Over time, I’ve grown tired of trying to rate a movie out of four stars in the traditional sense, one reason for that being that, sometimes, what I rated it somehow didn’t reflect what I’d written in my post (i.e. how much or how little I enjoyed it) because, subconsciously, my analysis of it could be separate from the very black-and-white star rating that felt like it had to be so official. So, this summer, I rethought my process. How could I strip away the pressure of those four stars, while keeping the general function of them? They were still the symbols I wanted to use to tag a movie (I don’t think I could ever go to some out-of-10 rating system). So, I thought of a probably not-so-unique idea. Rather than rating movies based on some perceived professional, historical scale, I should rate them based on how much I personally enjoyed them.
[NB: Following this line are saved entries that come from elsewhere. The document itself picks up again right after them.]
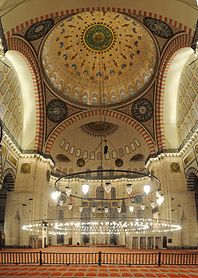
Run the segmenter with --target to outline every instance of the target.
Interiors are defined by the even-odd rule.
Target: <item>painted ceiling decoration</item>
[[[116,12],[64,18],[40,51],[45,82],[72,104],[117,106],[148,89],[158,66],[154,37],[137,19]]]
[[[145,17],[143,22],[153,34],[163,39],[170,39],[173,35],[173,30],[164,21],[157,18]]]
[[[54,22],[55,21],[53,18],[48,18],[34,23],[25,32],[25,38],[28,41],[34,41],[40,39],[41,37],[45,36],[49,32],[49,30],[54,25]]]
[[[89,136],[94,137],[107,137],[118,131],[119,127],[116,124],[105,122],[105,121],[96,121],[90,122],[85,125],[82,125],[80,129]]]
[[[153,105],[148,99],[139,99],[132,104],[132,116],[140,122],[147,122],[153,116]]]
[[[67,105],[58,99],[52,99],[47,105],[47,117],[54,123],[59,123],[67,118]]]
[[[114,119],[121,117],[118,116],[120,111],[135,123],[140,122],[155,138],[153,100],[159,53],[164,51],[167,40],[179,34],[181,29],[170,20],[154,14],[129,13],[70,10],[59,15],[43,15],[21,25],[17,35],[23,37],[23,41],[27,39],[27,46],[32,46],[37,53],[44,77],[43,94],[47,104],[45,138],[50,138],[55,126],[66,122],[67,118],[76,114],[76,121],[78,117],[81,119],[78,113],[82,110],[95,111],[101,106],[106,109],[106,105],[115,114],[113,119],[107,119],[104,130],[101,127],[97,130],[96,125],[104,126],[101,117],[87,120],[86,116],[86,121],[78,126],[81,136],[84,136],[83,132],[90,137],[98,137],[99,133],[104,137],[116,133],[116,137],[122,125],[116,126]],[[42,20],[44,18],[48,19]],[[41,21],[32,24],[36,20]],[[69,125],[73,123],[71,120]],[[74,155],[76,160],[80,157],[85,159],[82,147],[74,148],[71,138],[67,141],[71,147],[67,151],[69,157]],[[133,152],[128,142],[120,149],[126,155]],[[117,156],[109,154],[113,164],[118,157],[122,158],[118,153]],[[97,155],[93,159],[97,159]]]
[[[110,48],[114,40],[113,31],[103,24],[91,25],[83,34],[83,41],[92,51],[105,51]]]

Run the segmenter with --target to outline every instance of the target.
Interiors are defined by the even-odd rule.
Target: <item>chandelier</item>
[[[168,220],[159,220],[152,218],[125,218],[119,217],[114,221],[109,221],[108,218],[102,220],[92,219],[91,221],[82,221],[81,219],[65,219],[57,221],[57,219],[49,219],[47,222],[37,220],[33,223],[23,225],[23,230],[42,233],[43,227],[47,227],[49,235],[119,235],[124,233],[130,234],[155,234],[174,232],[181,229],[181,226]]]
[[[72,192],[75,185],[81,188],[79,194]],[[100,196],[93,190],[91,190],[91,196],[89,196],[90,186],[96,187],[98,185],[100,186],[97,187],[98,190],[100,189]],[[122,197],[112,194],[112,190],[115,191],[118,186],[119,189],[122,189]],[[100,206],[103,202],[105,213],[108,213],[107,208],[112,202],[114,202],[118,213],[123,211],[120,206],[123,202],[130,203],[129,210],[133,213],[135,206],[139,206],[144,211],[148,207],[154,209],[164,201],[159,179],[145,170],[100,169],[61,176],[55,182],[51,197],[58,206],[62,206],[67,199],[87,201],[93,213],[96,212],[97,202],[99,201]],[[68,203],[68,208],[72,209],[71,201]],[[80,205],[79,210],[82,212],[83,206]]]
[[[121,194],[117,196],[115,189]],[[34,220],[23,230],[41,233],[47,227],[49,235],[154,235],[181,229],[173,221],[153,217],[164,195],[159,179],[145,170],[100,169],[61,176],[56,178],[51,199],[68,217]],[[73,210],[78,213],[71,217]]]
[[[115,195],[115,189],[121,194]],[[49,235],[154,235],[181,229],[173,221],[153,217],[164,195],[159,179],[145,170],[100,169],[61,176],[56,178],[51,198],[68,217],[35,220],[23,230],[41,233],[47,227]],[[73,210],[78,213],[71,217]]]
[[[50,235],[152,234],[181,229],[154,217],[164,194],[159,179],[145,170],[100,169],[56,177],[51,199],[68,211],[68,217],[46,219]],[[71,217],[69,211],[77,213]],[[42,227],[42,221],[36,220],[23,229],[38,232]]]

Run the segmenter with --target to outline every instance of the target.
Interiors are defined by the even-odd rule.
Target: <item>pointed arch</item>
[[[14,184],[15,184],[16,173],[12,168],[7,168],[3,172],[3,187],[6,191],[14,191]]]
[[[23,40],[23,38],[19,36],[13,36],[9,38],[8,45],[9,49],[11,49],[11,51],[8,51],[6,53],[8,59],[11,61],[14,67],[17,67],[17,65],[20,66],[19,61],[23,61],[26,70],[29,72],[29,75],[31,76],[31,82],[29,82],[29,86],[31,86],[31,89],[29,90],[28,96],[27,87],[25,88],[26,98],[30,98],[32,100],[32,106],[30,107],[30,109],[26,109],[27,114],[24,115],[24,118],[26,120],[29,119],[29,122],[26,122],[25,132],[27,136],[29,133],[31,134],[31,137],[34,136],[33,149],[41,151],[44,141],[44,98],[43,84],[41,81],[37,57],[31,46],[25,40]],[[18,58],[16,61],[13,58],[13,54],[15,55],[15,58]],[[20,74],[20,68],[18,69],[18,73]],[[24,79],[24,77],[21,78]],[[21,85],[23,86],[23,84]],[[26,102],[26,104],[27,103],[31,105],[30,101]],[[34,119],[34,123],[31,122],[32,119]],[[32,128],[34,128],[33,136]],[[25,148],[28,148],[29,143],[31,144],[31,138],[30,136],[28,137],[28,142],[25,141],[23,144]]]
[[[189,34],[182,33],[176,35],[164,50],[164,54],[161,60],[161,65],[158,74],[157,88],[156,88],[156,98],[155,98],[156,140],[158,145],[158,151],[162,151],[163,149],[170,147],[167,146],[166,143],[167,134],[165,132],[165,125],[164,125],[164,113],[165,113],[164,107],[165,107],[165,95],[167,94],[167,87],[166,87],[167,76],[171,68],[172,61],[177,54],[177,51],[182,48],[189,47],[191,45],[191,40],[192,38]],[[171,98],[171,95],[169,95],[168,97]]]
[[[188,191],[194,191],[198,186],[198,169],[190,167],[186,173],[186,183]]]

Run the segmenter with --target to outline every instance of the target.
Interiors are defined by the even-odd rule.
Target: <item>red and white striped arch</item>
[[[158,151],[166,149],[166,135],[164,129],[164,111],[165,111],[165,94],[166,94],[166,80],[168,71],[170,69],[171,63],[177,54],[177,51],[189,47],[192,38],[189,34],[183,33],[176,36],[167,46],[164,51],[164,55],[161,59],[161,65],[158,73],[157,88],[156,88],[156,140],[158,145]],[[177,105],[177,103],[175,103]],[[171,112],[171,111],[170,111]]]
[[[33,93],[35,97],[36,115],[34,150],[41,151],[44,140],[44,96],[40,70],[37,63],[37,57],[30,45],[21,37],[10,37],[8,39],[8,46],[10,50],[16,50],[21,54],[21,57],[25,60],[32,76],[32,81],[34,85]]]

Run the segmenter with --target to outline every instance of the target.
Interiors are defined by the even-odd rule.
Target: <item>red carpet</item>
[[[198,266],[1,265],[0,277],[192,277]]]
[[[40,250],[40,249],[39,249]],[[22,249],[8,249],[5,251],[22,251]],[[32,252],[38,249],[24,249]],[[142,252],[143,250],[131,250],[127,248],[111,247],[48,247],[42,252]],[[144,252],[156,252],[159,250],[144,250]],[[161,251],[161,250],[160,250]],[[170,251],[162,251],[170,252]],[[188,251],[177,250],[171,252]],[[197,250],[195,252],[198,252]],[[1,277],[197,277],[198,265],[170,265],[170,266],[122,266],[122,265],[0,265]]]

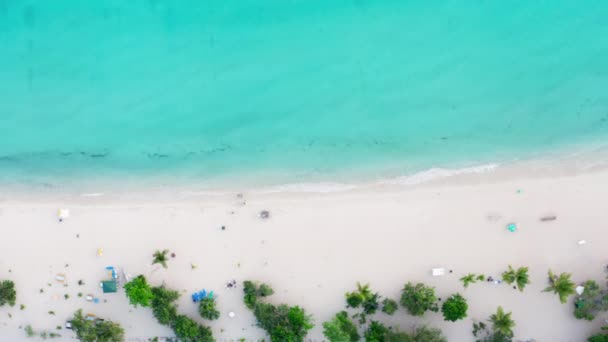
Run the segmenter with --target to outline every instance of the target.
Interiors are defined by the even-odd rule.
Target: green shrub
[[[366,342],[386,342],[389,339],[390,330],[384,324],[372,321],[365,331]]]
[[[8,304],[15,306],[17,301],[17,291],[15,290],[15,283],[11,280],[0,281],[0,306]]]
[[[387,315],[393,315],[397,309],[399,308],[399,305],[397,304],[397,301],[392,300],[390,298],[385,298],[382,301],[382,312],[384,312]]]
[[[274,290],[270,285],[264,283],[258,285],[253,281],[245,280],[243,282],[243,292],[245,295],[243,299],[245,301],[245,306],[247,306],[249,310],[253,310],[258,297],[268,297],[274,293]]]
[[[179,292],[167,289],[164,286],[152,288],[152,313],[160,324],[173,325],[177,318],[175,302],[179,298]]]
[[[346,294],[346,304],[350,308],[363,309],[365,315],[372,315],[376,313],[380,307],[380,295],[373,293],[369,285],[361,285],[357,283],[357,290]]]
[[[146,277],[138,275],[133,280],[126,283],[124,288],[127,298],[129,298],[129,302],[132,305],[150,306],[154,294],[152,294],[152,288],[148,285]]]
[[[257,303],[254,315],[258,326],[270,335],[273,342],[301,342],[313,328],[312,318],[298,306]]]
[[[208,320],[215,320],[220,317],[220,312],[215,307],[215,298],[211,297],[201,299],[198,305],[198,312],[201,317]]]
[[[412,316],[422,316],[426,311],[437,312],[439,310],[435,288],[422,283],[414,285],[409,282],[404,286],[401,305]]]
[[[602,327],[602,333],[597,333],[593,336],[590,336],[587,341],[588,342],[608,342],[608,334],[606,333],[606,331],[608,331],[608,326]]]
[[[460,294],[455,294],[443,303],[441,312],[443,312],[443,318],[446,321],[455,322],[467,317],[468,308],[466,299]]]
[[[175,336],[181,341],[213,342],[213,334],[208,327],[198,324],[193,319],[179,315],[173,325]]]
[[[329,342],[357,342],[361,338],[346,311],[337,313],[333,319],[323,323],[323,335]]]
[[[27,337],[32,337],[32,336],[36,335],[36,332],[34,331],[32,326],[29,324],[26,325],[23,330],[25,331],[25,334],[27,335]]]
[[[82,310],[76,311],[71,321],[72,329],[80,341],[124,341],[125,332],[118,323],[113,323],[111,321],[87,320],[84,316],[82,316]]]
[[[585,290],[574,300],[574,317],[592,321],[599,312],[608,309],[608,294],[593,280],[586,281]]]

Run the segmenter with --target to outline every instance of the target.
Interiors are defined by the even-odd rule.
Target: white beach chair
[[[445,268],[433,268],[431,269],[431,274],[433,275],[433,277],[440,277],[442,275],[445,275]]]

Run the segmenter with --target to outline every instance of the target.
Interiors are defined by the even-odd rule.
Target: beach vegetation
[[[512,342],[513,338],[504,336],[499,332],[493,332],[484,322],[473,323],[473,336],[475,342]]]
[[[390,299],[390,298],[385,298],[382,301],[382,312],[384,312],[387,315],[393,315],[397,309],[399,309],[399,304],[397,304],[396,300]]]
[[[523,291],[526,285],[530,284],[530,276],[527,267],[514,269],[509,265],[509,269],[502,273],[502,280],[507,284],[515,284],[519,291]]]
[[[447,342],[441,330],[425,325],[414,327],[410,332],[398,331],[372,321],[365,331],[366,342]]]
[[[496,309],[496,313],[490,315],[492,331],[503,336],[513,337],[515,321],[511,318],[511,313],[506,313],[502,306]]]
[[[156,250],[154,254],[152,254],[152,265],[160,264],[163,268],[167,268],[167,261],[169,261],[167,254],[169,254],[168,249],[163,249],[162,251]]]
[[[198,305],[198,312],[204,319],[216,320],[220,318],[220,312],[216,308],[215,298],[213,297],[201,299]]]
[[[314,326],[312,316],[299,306],[259,302],[258,297],[266,297],[274,292],[268,285],[245,281],[243,292],[245,305],[253,310],[257,325],[266,330],[273,342],[301,342]]]
[[[154,294],[152,293],[152,288],[146,281],[146,277],[140,274],[126,283],[124,288],[127,298],[129,298],[129,302],[132,305],[141,305],[143,307],[150,306]]]
[[[443,335],[441,330],[437,328],[431,328],[426,325],[415,327],[411,334],[411,342],[448,342],[448,339]],[[396,341],[395,341],[396,342]]]
[[[348,318],[346,311],[338,312],[334,318],[323,323],[323,335],[329,342],[357,342],[361,339],[357,326]]]
[[[473,336],[476,342],[511,342],[513,341],[513,328],[515,321],[511,313],[505,313],[502,307],[490,315],[489,325],[484,322],[473,323]]]
[[[571,276],[570,273],[561,273],[558,276],[549,270],[549,286],[543,292],[553,292],[559,296],[562,304],[566,303],[568,297],[576,293],[576,284],[570,280]]]
[[[412,316],[422,316],[426,311],[437,312],[437,296],[435,288],[422,283],[408,282],[401,292],[401,305]]]
[[[177,307],[173,304],[179,298],[179,292],[164,286],[152,288],[152,313],[163,325],[171,326],[177,318]]]
[[[179,315],[175,318],[173,331],[180,341],[214,341],[213,333],[209,327],[200,325],[195,320],[184,315]]]
[[[357,290],[346,294],[346,304],[349,308],[361,307],[365,315],[373,315],[380,308],[380,295],[372,292],[369,284],[357,283]]]
[[[608,326],[602,327],[602,332],[589,336],[587,342],[608,342]]]
[[[458,293],[450,296],[441,306],[443,318],[451,322],[467,317],[468,309],[469,305],[466,299]]]
[[[15,290],[15,283],[12,280],[0,281],[0,306],[8,304],[15,306],[17,301],[17,290]]]
[[[366,342],[385,342],[389,338],[390,329],[378,321],[371,321],[363,336]]]
[[[108,320],[88,320],[82,315],[82,310],[74,313],[71,322],[72,330],[80,341],[124,341],[125,332],[120,324]]]
[[[608,293],[593,280],[583,284],[585,288],[574,300],[574,317],[592,321],[599,312],[608,309]]]
[[[27,337],[32,337],[32,336],[36,335],[34,328],[32,328],[32,326],[29,324],[26,325],[25,328],[23,328],[23,330],[25,331],[25,334],[27,335]]]
[[[469,285],[474,284],[478,281],[483,281],[485,279],[485,276],[483,274],[474,274],[474,273],[469,273],[467,275],[465,275],[464,277],[460,278],[460,281],[462,282],[462,286],[464,286],[464,288],[468,288]]]
[[[270,335],[273,342],[301,342],[313,328],[312,317],[299,306],[257,303],[254,315],[258,326]]]
[[[247,306],[249,310],[253,310],[258,297],[268,297],[274,293],[274,290],[268,284],[258,284],[250,280],[245,280],[243,282],[243,292],[245,294],[245,306]]]

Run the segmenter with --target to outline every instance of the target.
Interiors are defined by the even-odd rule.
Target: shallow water
[[[0,0],[0,179],[265,183],[608,136],[602,1]]]

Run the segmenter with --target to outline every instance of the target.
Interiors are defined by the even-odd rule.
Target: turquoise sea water
[[[0,179],[266,182],[608,137],[605,1],[0,0]]]

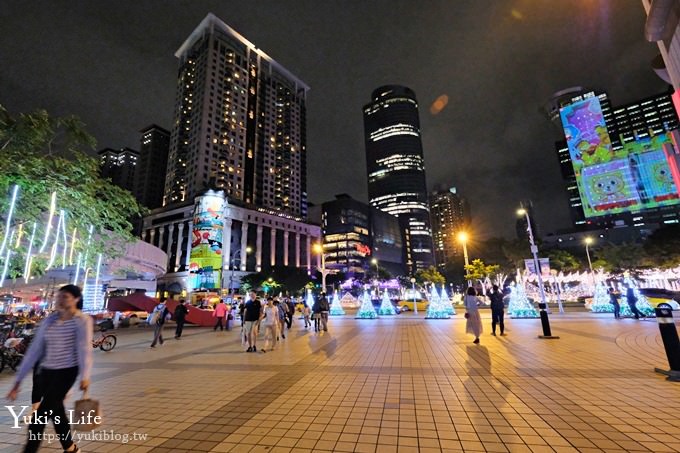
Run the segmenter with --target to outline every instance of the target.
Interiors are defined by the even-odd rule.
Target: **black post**
[[[673,311],[670,308],[656,308],[655,311],[670,370],[654,368],[654,371],[668,376],[669,381],[680,382],[680,339],[673,321]]]
[[[539,335],[538,338],[542,340],[557,340],[560,337],[554,337],[550,330],[550,320],[548,319],[548,312],[546,311],[547,304],[538,304],[538,309],[541,310],[541,326],[543,327],[543,335]]]

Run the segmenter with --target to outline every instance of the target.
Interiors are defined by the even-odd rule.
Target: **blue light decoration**
[[[444,310],[446,310],[446,313],[448,315],[455,315],[456,314],[456,309],[453,307],[453,301],[449,299],[449,295],[446,294],[446,286],[442,285],[442,294],[440,297],[440,301],[442,304],[442,307]]]
[[[635,283],[635,281],[630,277],[624,278],[623,282],[633,288],[633,294],[637,298],[637,302],[635,302],[637,309],[647,317],[655,317],[656,312],[654,311],[654,307],[649,304],[647,297],[645,297],[645,295],[640,292],[640,288],[638,288],[637,283]],[[621,297],[620,305],[621,316],[633,316],[633,312],[630,311],[630,307],[628,306],[628,297],[625,294]]]
[[[331,316],[342,316],[345,314],[345,310],[342,309],[340,305],[340,298],[338,297],[338,292],[333,293],[333,302],[331,302]]]
[[[378,309],[378,314],[387,316],[392,316],[396,314],[396,311],[394,311],[394,306],[392,305],[392,301],[390,300],[390,296],[387,294],[387,290],[383,291],[382,301],[380,303],[380,308]]]
[[[375,307],[373,307],[373,302],[371,302],[371,296],[368,292],[364,291],[363,296],[361,296],[361,307],[357,312],[356,319],[376,319],[378,314],[375,312]]]
[[[538,311],[534,308],[534,304],[529,301],[521,284],[515,284],[511,287],[508,314],[511,318],[538,318]]]
[[[595,286],[595,294],[593,295],[593,303],[590,304],[590,310],[593,313],[614,313],[614,305],[612,305],[607,293],[607,286],[602,282]]]
[[[10,226],[12,225],[12,217],[14,216],[14,208],[17,204],[18,193],[19,186],[14,185],[14,188],[12,189],[12,201],[10,201],[9,203],[9,212],[7,214],[7,219],[5,220],[5,230],[2,236],[2,244],[0,244],[0,255],[3,254],[3,252],[5,251],[5,247],[7,247],[7,240],[9,239],[10,235]],[[12,240],[10,239],[9,242],[11,243]]]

In that way, for example, a movie that gets 1-1/2 stars isn’t necessarily a bad movie; rather, it’s a movie I didn’t enjoy as much as others. But that 1-1/2 star movie could still win an Oscar.

Who needs one more person trying to create a new way to tell the world that this potential Oscar winner is perfect in every way, when everyone else has already done that? As one music writer I talked to recently said, “That’ll drive you crazy.” My reviews should be about my experience with the movie, in my words, rather than stressing myself out to frame an analysis I don’t necessarily believe or to end it by giving the movie a star rating that feels disconnected from everything I said in the preceding paragraphs.

I consider all the movies on my shelves at home to be greats; I bought them, after all. A movie I throughly enjoy rewatching is a good movie, in my mind. I don’t know why it took me so long to realize that’s how I should’ve been rating them all along.

Here’s the scale:

★★★★  =  Gonna be rewatching it forever
★★★ 1/2  =  Wished I saw it sooner
★★★  =  Happy customer
★★ 1/2  =  No regrets … Chalk it up to continuing education
★★  =  It could’ve waited
> ★ 1/2  =  I’ll never get those two hours back*

*At or below 1-1/2 stars, there’d be so little difference I’d just be picking hairs. In fact, I love movies so much that rarely am I ever so peeved by one that it gets any worse than that. But, maybe, in the future, a more in-depth negative scale will develop.